Just weeks ago your pastor proclaimed Jesus’ tomb empty. But some archaeologists have proclaimed they’ve found this tomb.

On March 4 the Discovery Channel tapped into the recent fascination surrounding Jesus’ life: namely, that a crypt discovered in 1980 contained the remains of Jesus and Mary Magdalene.

“The case for it being the tomb of Jesus is weak, at best, both in terms of the archaeological evidence and what is known of the history of the early church,” said James Hanson, associate professor of religion at St. Olaf College, Northfield, Minn. “Each step in the case requires a particular and often strained interpretation of the data.

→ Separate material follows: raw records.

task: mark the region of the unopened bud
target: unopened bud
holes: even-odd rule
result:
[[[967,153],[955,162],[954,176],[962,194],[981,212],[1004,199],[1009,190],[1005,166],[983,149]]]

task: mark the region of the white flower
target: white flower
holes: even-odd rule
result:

In the end it seems easier to believe in the resurrection than in the highly speculative reconstruction of what might have happened.”

Hanson’s second concern goes to the core of the Christian faith: “That Jesus of Nazareth triumphed over death. ... Even if the tomb were found, it’s important to remember that while the New Testament is unequivocal about the resurrection, it’s not univocal about what exactly happened—[Martin] Luther himself famously gave up on trying to harmonize the four divergent Gospel accounts of the first Easter, and Paul’s visionary experience is different yet.

“What’s more, scholars are constantly making new discoveries, and revising past ones—that’s the nature of historical inquiry.

“So it would be foolish to let one’s faith rise and fall with the vicissitudes of historical scholarship, especially if preoccupation with what exactly happened in Jesus’ tomb obscures the importance of his life—his call to love God and neighbor, to do the will of God.”